Let us take the example of the word Hudä: there would be eighteen wujuh or different meanings in the Koran (bayan-explanation, Islam-submission, du’a-call, ma’rifa-knowledge, Koran, Prophet, etc.), Hakim al Tirmidhi therefore listed them all to then find the underlying source word. This is what our sheikh explains about his methodological approach: “all the elements that have been declared as so many wujuh or different meanings of the term hudä, are reduced, as we see, to a single root word, to a primary meaning: the mayl, the inclination of the heart towards God by that light which lit up the chest and which dilated it”. For Tirmidhi, hudä means mayl (inclination) and reminds us that to say of someone “yatahada” in his gait means that he is waddling. Moreover, the Koran clearly identifies the source word in the verse “inna hudna ilayka” (“we bowed down to You”).
But then, in the age of Tik Tok, compulsive consumerism and reality that goes beyond fiction, how can the approach of a Hakim al Tirmidhi be of use to me, to me, a poor Muslim from France who manages to struggling to make ends meet (spiritually and intellectually)? The “science of seeing” allows us to return to an invigorating understanding of the Koran, by stripping itself of its naive thoughts, its philosophical and religious prejudices to reach the very things. It will invite the reader of the Koran to abandon the naive readings that history has accumulated.

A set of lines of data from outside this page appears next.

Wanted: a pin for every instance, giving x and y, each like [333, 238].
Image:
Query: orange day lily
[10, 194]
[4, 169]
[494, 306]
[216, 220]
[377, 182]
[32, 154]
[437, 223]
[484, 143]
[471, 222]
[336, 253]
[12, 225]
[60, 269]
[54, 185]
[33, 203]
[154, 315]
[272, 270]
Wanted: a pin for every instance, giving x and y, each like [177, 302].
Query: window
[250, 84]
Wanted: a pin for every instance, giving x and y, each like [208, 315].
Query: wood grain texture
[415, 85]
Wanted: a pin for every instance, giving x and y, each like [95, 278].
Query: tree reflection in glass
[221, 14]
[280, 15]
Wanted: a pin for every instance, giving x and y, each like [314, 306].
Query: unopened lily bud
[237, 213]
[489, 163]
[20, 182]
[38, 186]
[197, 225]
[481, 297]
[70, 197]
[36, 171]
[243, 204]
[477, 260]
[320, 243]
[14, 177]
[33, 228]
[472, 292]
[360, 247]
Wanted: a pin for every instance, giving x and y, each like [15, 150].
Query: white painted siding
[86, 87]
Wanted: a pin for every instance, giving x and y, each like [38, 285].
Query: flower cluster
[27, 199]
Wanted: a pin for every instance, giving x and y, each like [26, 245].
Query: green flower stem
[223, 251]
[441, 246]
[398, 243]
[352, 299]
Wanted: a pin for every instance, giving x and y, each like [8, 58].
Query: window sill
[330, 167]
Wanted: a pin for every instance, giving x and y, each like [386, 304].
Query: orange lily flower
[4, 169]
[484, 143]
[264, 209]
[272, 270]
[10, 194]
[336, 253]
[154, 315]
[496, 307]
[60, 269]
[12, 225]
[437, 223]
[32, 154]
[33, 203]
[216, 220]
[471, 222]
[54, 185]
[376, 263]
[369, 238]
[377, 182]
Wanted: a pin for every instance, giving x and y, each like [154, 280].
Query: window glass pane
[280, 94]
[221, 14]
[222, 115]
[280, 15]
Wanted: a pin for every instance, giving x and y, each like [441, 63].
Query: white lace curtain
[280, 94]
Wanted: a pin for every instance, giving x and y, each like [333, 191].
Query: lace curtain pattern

The episode of Adam, for example, and in particular that of his “fall”, is the revelation that “the decisive option offered to our freedom” is that of the choice between Value (morality) and power (proud). It is the revelation of the destiny of men throughout their lives; the latter must do their duty and refuse to revolt against the call out of pride and in the case of Adam, out of a will to power (“Adam, shall I guide you to the tree of eternity and an indestructible kingdom » Koran 20, 120 – this promise strangely resembles that of the transhumanists). All the naive exegeses to know what was the tree, or the fruit, or to know if the enemy appeared or not in the form of a serpent, obstruct the multiple potentialities in terms of messages offered by the Quran, especiallythe one who exhorts us to cling to our human duties and to fight against our pride or our will to power which, it should be remembered, has destroyed since the 17th century of cultures and erased entire peoples.
Stock market values have replaced moral values and it is still surprising to note that a majority of contemporary Muslim elites are quite comfortable with them, without having any desire to offer humanity a more equitable and just world; this famous spiritual democracy which Iqbal had dreamed of, Muslim societies are slow to make it happen because of this devouring lure of gain and are content with a mimetic cult, because it is easier to quibble about the rules of prayer or ablutions than to propose a spiritual horizon for Man. Heaven ignores us for this and abandons us to our laziness, our greed, our dead ends and our cowardice: “Lord, why do You gather me blind when I had sight? – He (God) will say: Our sign has come to you, you have forgotten it. Likewise on this Day are you the forgotten” (C.20, 125-126).